MINERAL Resources Authority (MRA) managing director, Jerry Garry, has congratulated stakeholders of the Lihir Mine Compensation and Relocation Agreement (CRA) negotiations, for successfully completing 99% of the CRA process with Newcrest Lihir Gold Mining Limited (LGL).
Mr Garry was on Lihir on a mine site visit and to meet LGL executives when he spoke to the stakeholders.
The MD particularly thanked LGL for being a responsible corporate citizen of Papua New Guinea by genuinely committing itself to working with all stakeholders on the three year lengthy CRA process. He said landowners are a very important stakeholder group in all mining projects in the country.

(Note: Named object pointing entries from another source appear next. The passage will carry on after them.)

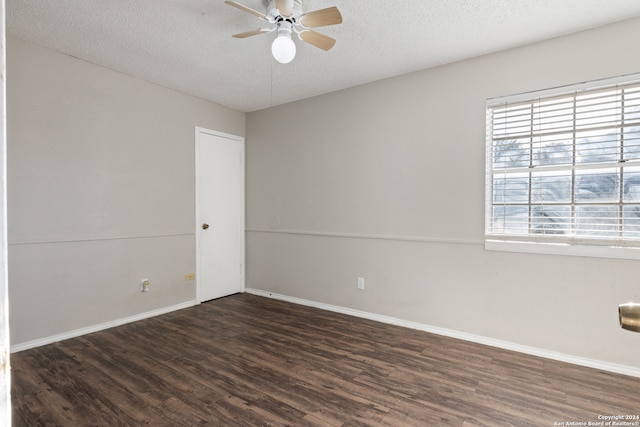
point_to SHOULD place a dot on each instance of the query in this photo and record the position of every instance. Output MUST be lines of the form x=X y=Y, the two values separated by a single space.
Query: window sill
x=563 y=249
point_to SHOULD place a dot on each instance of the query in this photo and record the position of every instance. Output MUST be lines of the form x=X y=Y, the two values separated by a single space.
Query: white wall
x=101 y=192
x=386 y=181
x=5 y=371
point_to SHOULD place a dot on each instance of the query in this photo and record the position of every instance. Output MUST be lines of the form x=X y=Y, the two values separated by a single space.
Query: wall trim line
x=369 y=236
x=99 y=327
x=54 y=240
x=506 y=345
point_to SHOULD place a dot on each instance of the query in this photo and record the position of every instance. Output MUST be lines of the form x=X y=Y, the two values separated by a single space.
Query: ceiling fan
x=288 y=17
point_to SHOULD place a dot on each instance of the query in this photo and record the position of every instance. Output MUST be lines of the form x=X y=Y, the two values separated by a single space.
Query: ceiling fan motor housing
x=275 y=15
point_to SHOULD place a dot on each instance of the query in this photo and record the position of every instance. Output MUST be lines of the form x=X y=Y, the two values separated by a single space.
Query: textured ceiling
x=187 y=44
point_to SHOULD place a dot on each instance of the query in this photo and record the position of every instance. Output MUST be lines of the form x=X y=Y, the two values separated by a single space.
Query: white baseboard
x=95 y=328
x=596 y=364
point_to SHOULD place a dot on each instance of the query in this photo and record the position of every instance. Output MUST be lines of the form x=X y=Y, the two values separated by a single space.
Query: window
x=563 y=171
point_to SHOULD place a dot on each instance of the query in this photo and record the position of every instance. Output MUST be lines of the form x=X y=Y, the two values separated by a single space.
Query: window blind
x=565 y=168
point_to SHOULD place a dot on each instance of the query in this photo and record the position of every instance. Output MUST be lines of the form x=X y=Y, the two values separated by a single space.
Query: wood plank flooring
x=245 y=360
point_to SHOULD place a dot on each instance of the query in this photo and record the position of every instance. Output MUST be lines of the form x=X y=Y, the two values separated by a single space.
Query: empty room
x=322 y=212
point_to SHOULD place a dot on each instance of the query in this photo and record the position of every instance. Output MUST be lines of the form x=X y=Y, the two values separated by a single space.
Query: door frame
x=198 y=132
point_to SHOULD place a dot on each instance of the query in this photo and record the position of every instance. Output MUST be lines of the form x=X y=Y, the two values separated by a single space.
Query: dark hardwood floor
x=251 y=361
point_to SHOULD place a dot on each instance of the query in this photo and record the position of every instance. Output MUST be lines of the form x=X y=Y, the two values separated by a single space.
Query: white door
x=219 y=214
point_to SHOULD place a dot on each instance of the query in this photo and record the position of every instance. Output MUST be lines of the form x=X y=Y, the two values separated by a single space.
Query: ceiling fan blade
x=318 y=40
x=285 y=7
x=321 y=18
x=247 y=9
x=252 y=33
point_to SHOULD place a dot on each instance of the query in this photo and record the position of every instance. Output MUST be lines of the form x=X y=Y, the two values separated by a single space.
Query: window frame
x=529 y=243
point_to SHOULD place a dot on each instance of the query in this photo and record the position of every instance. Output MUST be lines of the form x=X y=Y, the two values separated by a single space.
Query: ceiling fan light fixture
x=283 y=47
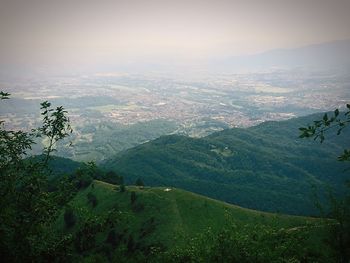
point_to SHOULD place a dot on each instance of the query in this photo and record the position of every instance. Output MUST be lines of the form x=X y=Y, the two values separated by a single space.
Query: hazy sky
x=82 y=31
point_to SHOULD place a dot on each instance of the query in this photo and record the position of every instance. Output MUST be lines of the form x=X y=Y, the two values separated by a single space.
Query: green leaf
x=336 y=113
x=325 y=117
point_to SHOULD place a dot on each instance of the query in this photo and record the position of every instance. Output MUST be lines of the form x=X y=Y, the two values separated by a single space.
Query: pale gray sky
x=97 y=30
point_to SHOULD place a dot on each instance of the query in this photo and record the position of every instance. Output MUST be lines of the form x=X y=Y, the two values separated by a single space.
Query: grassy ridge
x=266 y=167
x=177 y=214
x=161 y=220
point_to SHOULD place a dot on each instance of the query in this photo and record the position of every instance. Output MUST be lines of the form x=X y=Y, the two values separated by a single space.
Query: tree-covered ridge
x=265 y=167
x=146 y=224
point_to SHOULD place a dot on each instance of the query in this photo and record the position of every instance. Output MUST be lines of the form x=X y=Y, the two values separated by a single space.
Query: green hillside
x=266 y=167
x=159 y=221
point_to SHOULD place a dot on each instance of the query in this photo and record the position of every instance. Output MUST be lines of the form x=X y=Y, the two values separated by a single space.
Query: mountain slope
x=265 y=167
x=159 y=217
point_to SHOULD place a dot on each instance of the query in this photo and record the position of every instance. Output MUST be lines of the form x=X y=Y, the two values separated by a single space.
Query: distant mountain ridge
x=265 y=167
x=324 y=56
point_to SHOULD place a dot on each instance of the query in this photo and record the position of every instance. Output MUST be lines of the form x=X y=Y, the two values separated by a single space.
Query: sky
x=103 y=31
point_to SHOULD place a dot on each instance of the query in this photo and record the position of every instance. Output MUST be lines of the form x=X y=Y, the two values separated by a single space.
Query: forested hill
x=266 y=167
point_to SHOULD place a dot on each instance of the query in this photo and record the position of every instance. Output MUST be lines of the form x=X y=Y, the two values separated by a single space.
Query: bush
x=69 y=217
x=92 y=199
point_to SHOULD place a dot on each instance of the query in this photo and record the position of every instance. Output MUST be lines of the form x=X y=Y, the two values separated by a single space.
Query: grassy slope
x=177 y=214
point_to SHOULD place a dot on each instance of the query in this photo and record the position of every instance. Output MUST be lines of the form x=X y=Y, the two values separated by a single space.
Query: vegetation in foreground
x=91 y=221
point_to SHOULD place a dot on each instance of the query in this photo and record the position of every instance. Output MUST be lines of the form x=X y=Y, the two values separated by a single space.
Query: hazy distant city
x=229 y=100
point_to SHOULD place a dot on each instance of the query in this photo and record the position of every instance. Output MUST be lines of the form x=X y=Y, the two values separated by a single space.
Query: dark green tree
x=69 y=217
x=139 y=182
x=339 y=208
x=132 y=197
x=27 y=207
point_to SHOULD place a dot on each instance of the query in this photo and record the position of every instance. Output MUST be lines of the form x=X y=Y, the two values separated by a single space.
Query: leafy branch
x=319 y=128
x=56 y=126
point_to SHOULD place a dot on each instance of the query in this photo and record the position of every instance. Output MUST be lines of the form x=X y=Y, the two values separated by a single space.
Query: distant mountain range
x=325 y=56
x=266 y=167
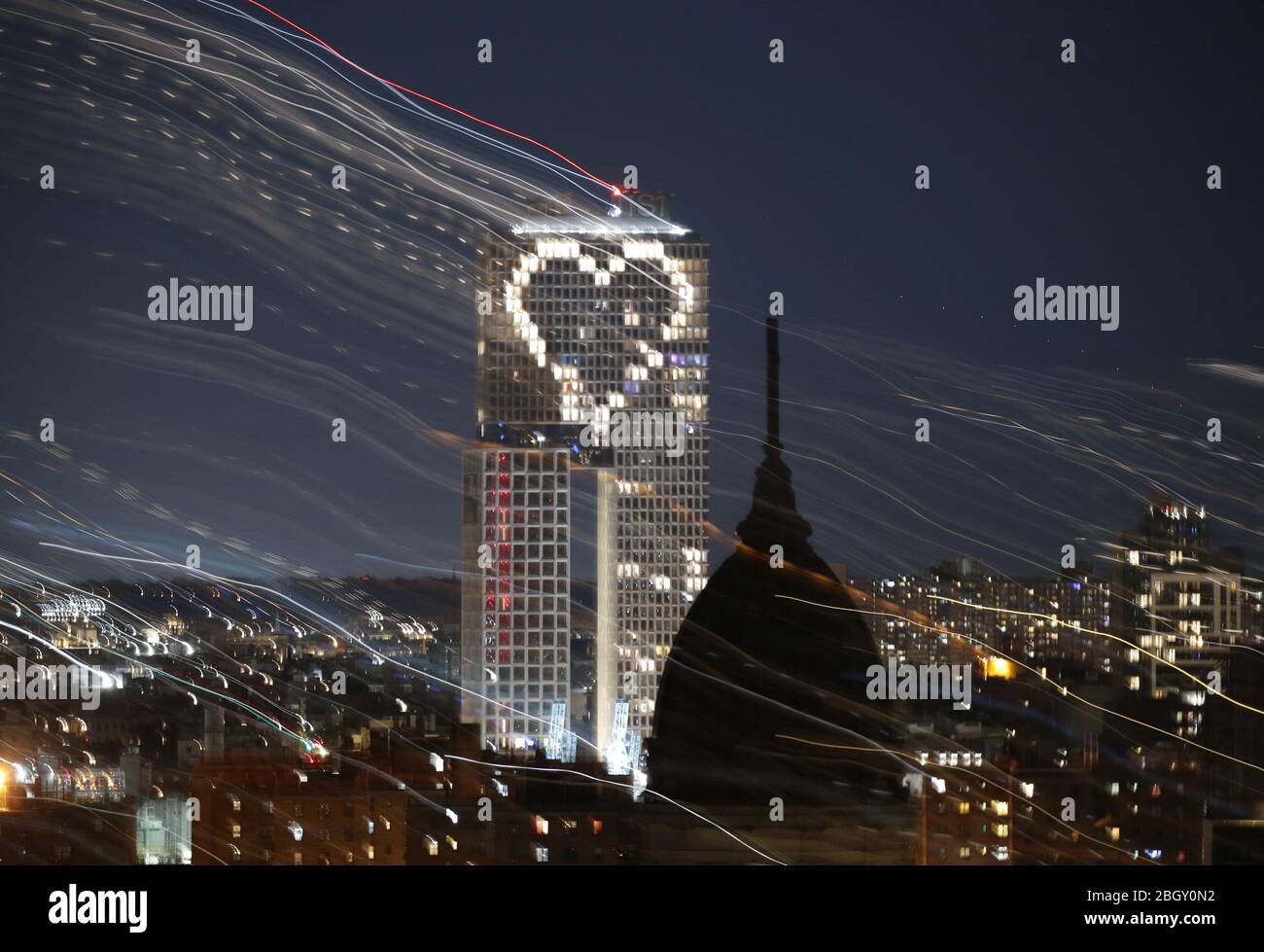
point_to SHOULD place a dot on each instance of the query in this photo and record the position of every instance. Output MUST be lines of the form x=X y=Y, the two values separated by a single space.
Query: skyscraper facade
x=593 y=353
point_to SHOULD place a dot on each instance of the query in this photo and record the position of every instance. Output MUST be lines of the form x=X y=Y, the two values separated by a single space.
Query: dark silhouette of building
x=763 y=691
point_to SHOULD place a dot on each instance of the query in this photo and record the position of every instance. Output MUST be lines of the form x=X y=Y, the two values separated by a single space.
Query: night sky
x=801 y=178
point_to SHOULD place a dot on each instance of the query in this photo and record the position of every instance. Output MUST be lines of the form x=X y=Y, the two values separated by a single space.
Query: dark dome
x=759 y=660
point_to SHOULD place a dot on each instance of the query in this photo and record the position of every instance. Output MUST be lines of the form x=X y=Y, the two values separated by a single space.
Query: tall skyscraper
x=592 y=354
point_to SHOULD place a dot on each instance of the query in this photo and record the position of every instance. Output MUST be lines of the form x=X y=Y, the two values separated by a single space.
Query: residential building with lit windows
x=586 y=328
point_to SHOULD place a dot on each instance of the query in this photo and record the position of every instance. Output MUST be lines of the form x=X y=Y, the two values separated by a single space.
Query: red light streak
x=614 y=190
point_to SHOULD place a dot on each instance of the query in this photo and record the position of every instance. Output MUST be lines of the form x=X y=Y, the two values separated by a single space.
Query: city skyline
x=585 y=438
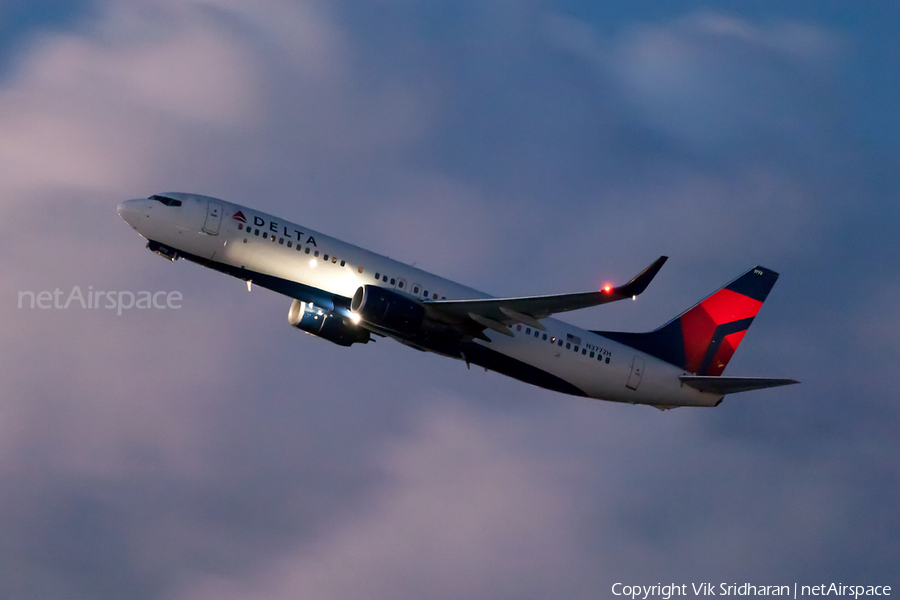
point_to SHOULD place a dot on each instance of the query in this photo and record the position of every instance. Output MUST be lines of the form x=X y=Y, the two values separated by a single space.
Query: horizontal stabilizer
x=731 y=385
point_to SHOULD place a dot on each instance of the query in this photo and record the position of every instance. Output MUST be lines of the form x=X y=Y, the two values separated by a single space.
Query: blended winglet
x=641 y=280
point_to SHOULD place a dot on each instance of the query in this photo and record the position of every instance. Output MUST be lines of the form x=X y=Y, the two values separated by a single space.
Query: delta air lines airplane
x=349 y=295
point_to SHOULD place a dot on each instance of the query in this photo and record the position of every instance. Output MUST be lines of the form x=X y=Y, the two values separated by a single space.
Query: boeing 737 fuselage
x=346 y=294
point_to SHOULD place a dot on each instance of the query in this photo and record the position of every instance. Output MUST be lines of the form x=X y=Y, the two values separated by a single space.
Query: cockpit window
x=166 y=201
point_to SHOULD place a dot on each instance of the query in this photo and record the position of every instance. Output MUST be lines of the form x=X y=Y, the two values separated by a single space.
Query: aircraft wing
x=498 y=313
x=732 y=385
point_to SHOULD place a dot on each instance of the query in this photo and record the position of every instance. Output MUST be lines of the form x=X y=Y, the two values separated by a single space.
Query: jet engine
x=326 y=324
x=388 y=309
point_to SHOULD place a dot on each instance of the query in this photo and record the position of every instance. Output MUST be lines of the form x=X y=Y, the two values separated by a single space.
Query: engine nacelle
x=325 y=324
x=388 y=309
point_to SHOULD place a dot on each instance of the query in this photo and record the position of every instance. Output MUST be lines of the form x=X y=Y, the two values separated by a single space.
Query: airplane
x=348 y=295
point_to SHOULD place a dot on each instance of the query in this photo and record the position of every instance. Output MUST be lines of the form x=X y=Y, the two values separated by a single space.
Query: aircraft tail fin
x=703 y=339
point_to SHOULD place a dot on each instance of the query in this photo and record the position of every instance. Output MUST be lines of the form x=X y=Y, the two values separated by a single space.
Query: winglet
x=732 y=385
x=641 y=280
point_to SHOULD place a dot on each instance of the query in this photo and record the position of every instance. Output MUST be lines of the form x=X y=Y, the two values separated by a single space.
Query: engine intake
x=325 y=324
x=388 y=309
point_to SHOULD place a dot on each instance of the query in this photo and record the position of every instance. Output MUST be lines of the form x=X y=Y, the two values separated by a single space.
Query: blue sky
x=521 y=148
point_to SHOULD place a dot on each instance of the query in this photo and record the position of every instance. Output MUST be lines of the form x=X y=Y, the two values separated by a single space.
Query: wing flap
x=732 y=385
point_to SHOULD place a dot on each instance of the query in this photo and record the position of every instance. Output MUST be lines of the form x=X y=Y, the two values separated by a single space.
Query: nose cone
x=130 y=211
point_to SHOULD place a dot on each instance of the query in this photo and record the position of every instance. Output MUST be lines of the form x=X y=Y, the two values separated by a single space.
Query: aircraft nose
x=130 y=211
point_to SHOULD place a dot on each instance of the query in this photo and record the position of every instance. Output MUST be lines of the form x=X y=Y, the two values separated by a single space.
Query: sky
x=520 y=148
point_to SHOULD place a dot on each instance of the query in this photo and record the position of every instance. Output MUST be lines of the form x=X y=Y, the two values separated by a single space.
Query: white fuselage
x=265 y=245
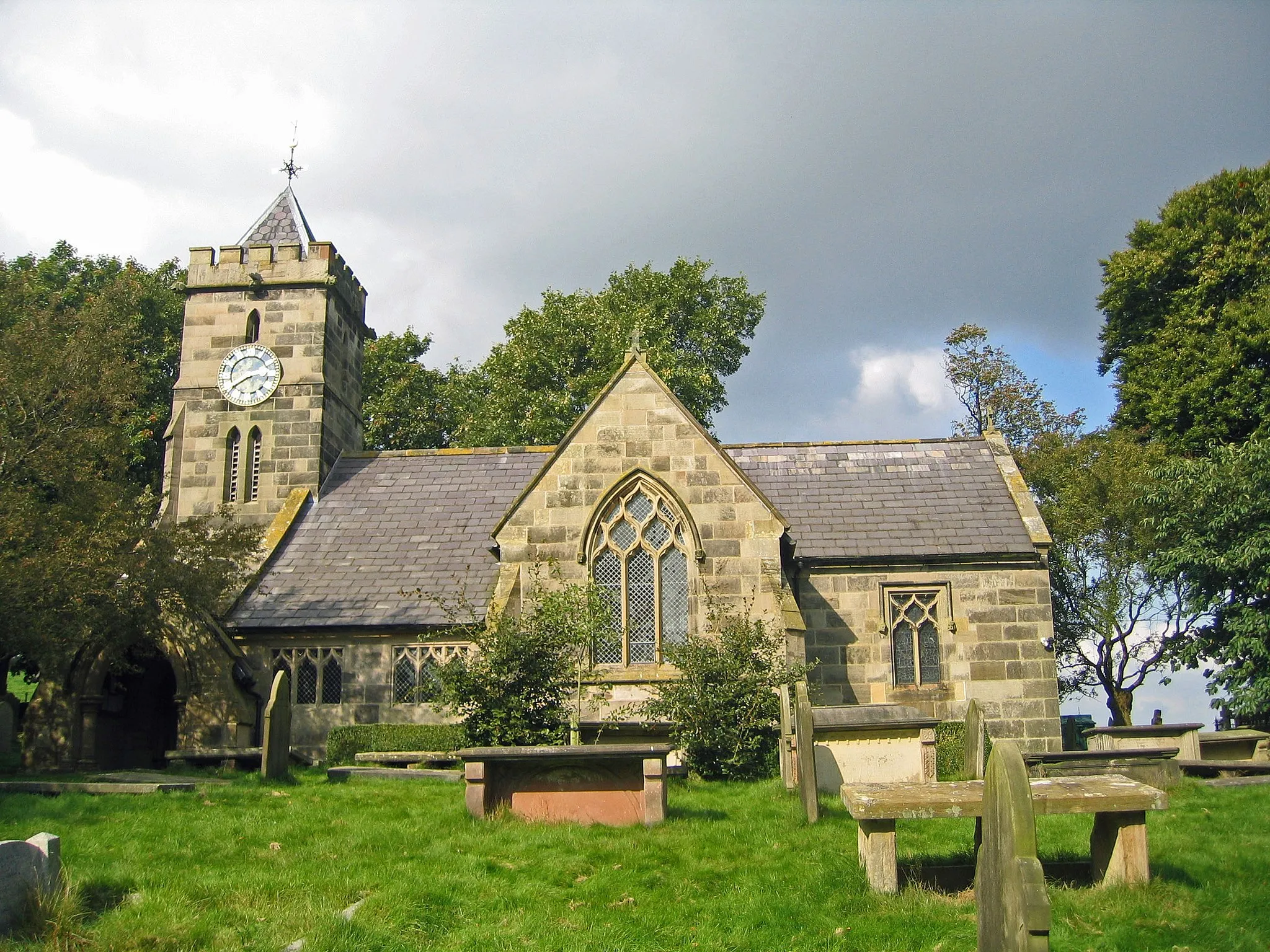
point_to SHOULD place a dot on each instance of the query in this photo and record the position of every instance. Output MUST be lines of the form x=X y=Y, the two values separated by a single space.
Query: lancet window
x=233 y=459
x=414 y=671
x=915 y=637
x=316 y=673
x=639 y=560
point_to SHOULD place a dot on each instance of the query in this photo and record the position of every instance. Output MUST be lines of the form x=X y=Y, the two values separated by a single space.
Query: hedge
x=351 y=739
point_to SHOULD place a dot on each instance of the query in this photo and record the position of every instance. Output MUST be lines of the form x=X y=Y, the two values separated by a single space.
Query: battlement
x=263 y=266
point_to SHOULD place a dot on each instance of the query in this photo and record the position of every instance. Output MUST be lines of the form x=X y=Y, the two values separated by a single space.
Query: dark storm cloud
x=882 y=172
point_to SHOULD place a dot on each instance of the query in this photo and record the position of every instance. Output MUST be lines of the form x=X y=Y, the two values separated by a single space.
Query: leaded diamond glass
x=642 y=609
x=623 y=535
x=675 y=597
x=609 y=578
x=332 y=681
x=639 y=507
x=306 y=683
x=929 y=651
x=404 y=679
x=657 y=534
x=902 y=653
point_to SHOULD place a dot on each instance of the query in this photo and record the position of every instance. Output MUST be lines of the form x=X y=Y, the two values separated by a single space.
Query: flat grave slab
x=56 y=787
x=615 y=785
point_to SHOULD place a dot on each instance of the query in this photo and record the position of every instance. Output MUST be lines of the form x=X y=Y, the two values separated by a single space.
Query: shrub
x=950 y=751
x=351 y=739
x=515 y=689
x=724 y=708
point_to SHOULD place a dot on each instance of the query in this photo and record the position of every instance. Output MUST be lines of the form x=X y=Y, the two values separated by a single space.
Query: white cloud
x=900 y=394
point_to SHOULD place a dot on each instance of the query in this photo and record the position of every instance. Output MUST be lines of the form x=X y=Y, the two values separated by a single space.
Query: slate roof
x=282 y=223
x=873 y=500
x=386 y=526
x=391 y=523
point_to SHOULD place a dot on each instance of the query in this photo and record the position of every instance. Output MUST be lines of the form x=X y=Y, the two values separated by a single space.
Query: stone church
x=910 y=571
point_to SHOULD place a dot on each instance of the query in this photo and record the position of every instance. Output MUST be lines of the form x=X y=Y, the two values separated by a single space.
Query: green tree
x=724 y=708
x=406 y=405
x=554 y=361
x=1117 y=620
x=515 y=689
x=145 y=311
x=1188 y=315
x=82 y=560
x=1213 y=524
x=993 y=390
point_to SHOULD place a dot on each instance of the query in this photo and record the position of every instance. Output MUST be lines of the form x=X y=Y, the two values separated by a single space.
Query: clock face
x=249 y=375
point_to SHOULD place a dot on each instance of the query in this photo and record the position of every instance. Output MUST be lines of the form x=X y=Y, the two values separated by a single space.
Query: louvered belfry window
x=915 y=637
x=639 y=559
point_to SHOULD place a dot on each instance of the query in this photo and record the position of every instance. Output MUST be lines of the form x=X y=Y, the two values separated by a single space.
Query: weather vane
x=290 y=165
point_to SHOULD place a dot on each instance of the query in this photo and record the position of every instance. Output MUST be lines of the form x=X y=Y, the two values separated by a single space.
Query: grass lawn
x=733 y=868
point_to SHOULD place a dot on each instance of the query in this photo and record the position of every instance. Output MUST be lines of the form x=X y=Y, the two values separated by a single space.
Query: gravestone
x=786 y=747
x=1009 y=884
x=27 y=866
x=806 y=752
x=276 y=754
x=974 y=743
x=7 y=728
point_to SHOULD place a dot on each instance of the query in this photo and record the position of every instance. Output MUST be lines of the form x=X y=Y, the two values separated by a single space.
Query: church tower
x=270 y=390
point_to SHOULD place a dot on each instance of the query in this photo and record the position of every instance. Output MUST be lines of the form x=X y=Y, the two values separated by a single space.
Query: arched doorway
x=138 y=719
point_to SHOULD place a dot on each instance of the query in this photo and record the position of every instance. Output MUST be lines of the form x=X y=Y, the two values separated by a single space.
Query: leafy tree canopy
x=1213 y=524
x=1117 y=621
x=82 y=346
x=406 y=405
x=993 y=390
x=554 y=361
x=145 y=311
x=1188 y=315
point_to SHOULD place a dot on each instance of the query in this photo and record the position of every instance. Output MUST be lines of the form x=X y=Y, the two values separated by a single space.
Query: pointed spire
x=282 y=223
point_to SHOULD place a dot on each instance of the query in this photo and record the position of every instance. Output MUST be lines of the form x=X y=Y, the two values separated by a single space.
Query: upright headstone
x=276 y=754
x=806 y=752
x=7 y=728
x=1009 y=884
x=786 y=746
x=974 y=744
x=25 y=867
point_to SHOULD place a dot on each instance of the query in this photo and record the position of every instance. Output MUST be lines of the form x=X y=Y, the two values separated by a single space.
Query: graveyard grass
x=733 y=868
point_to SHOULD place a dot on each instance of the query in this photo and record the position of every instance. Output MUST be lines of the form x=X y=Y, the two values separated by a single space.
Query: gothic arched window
x=639 y=559
x=233 y=454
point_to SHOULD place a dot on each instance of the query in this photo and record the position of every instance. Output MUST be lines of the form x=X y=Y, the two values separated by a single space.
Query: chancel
x=911 y=571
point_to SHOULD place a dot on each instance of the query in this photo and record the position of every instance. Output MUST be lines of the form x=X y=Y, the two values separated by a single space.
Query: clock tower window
x=253 y=487
x=233 y=451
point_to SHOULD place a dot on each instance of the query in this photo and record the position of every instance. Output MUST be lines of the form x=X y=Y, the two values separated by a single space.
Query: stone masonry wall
x=313 y=318
x=639 y=425
x=366 y=695
x=996 y=654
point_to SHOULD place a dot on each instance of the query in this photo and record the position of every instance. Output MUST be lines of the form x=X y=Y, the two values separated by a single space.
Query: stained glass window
x=915 y=637
x=414 y=671
x=316 y=673
x=639 y=563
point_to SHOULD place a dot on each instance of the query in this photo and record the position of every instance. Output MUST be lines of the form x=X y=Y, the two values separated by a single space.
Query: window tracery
x=639 y=560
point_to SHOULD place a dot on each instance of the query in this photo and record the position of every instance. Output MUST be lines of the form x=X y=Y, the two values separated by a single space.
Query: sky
x=883 y=172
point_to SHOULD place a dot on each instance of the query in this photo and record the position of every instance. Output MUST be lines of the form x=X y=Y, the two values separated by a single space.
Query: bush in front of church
x=515 y=689
x=724 y=708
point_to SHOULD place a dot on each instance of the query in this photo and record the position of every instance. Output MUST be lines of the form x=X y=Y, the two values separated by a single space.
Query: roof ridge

“We must accord them due recognition in return for their land. I urge LGL and other operators in the country to do more for landowners where possible,” said Mr Garry.
The MD said the MRA would support mining companies that play their part in ensuring landowners are given avenues and opportunities to benefit out of their land, in a manner that is fair, equitable and sustainable.
The LGL’s head of Business Services Felix Tavil, said the company was responsible to its landowners as a party to the CRA process.
He said it was important to note that the CRA process is a state sanctioned process permitted under the Mining Act 1992, which requires the company to negotiate compensation directly with landowners unlike in the past, where a third party negotiated on behalf of the landowners which resulted in benefits not reaching the landowners.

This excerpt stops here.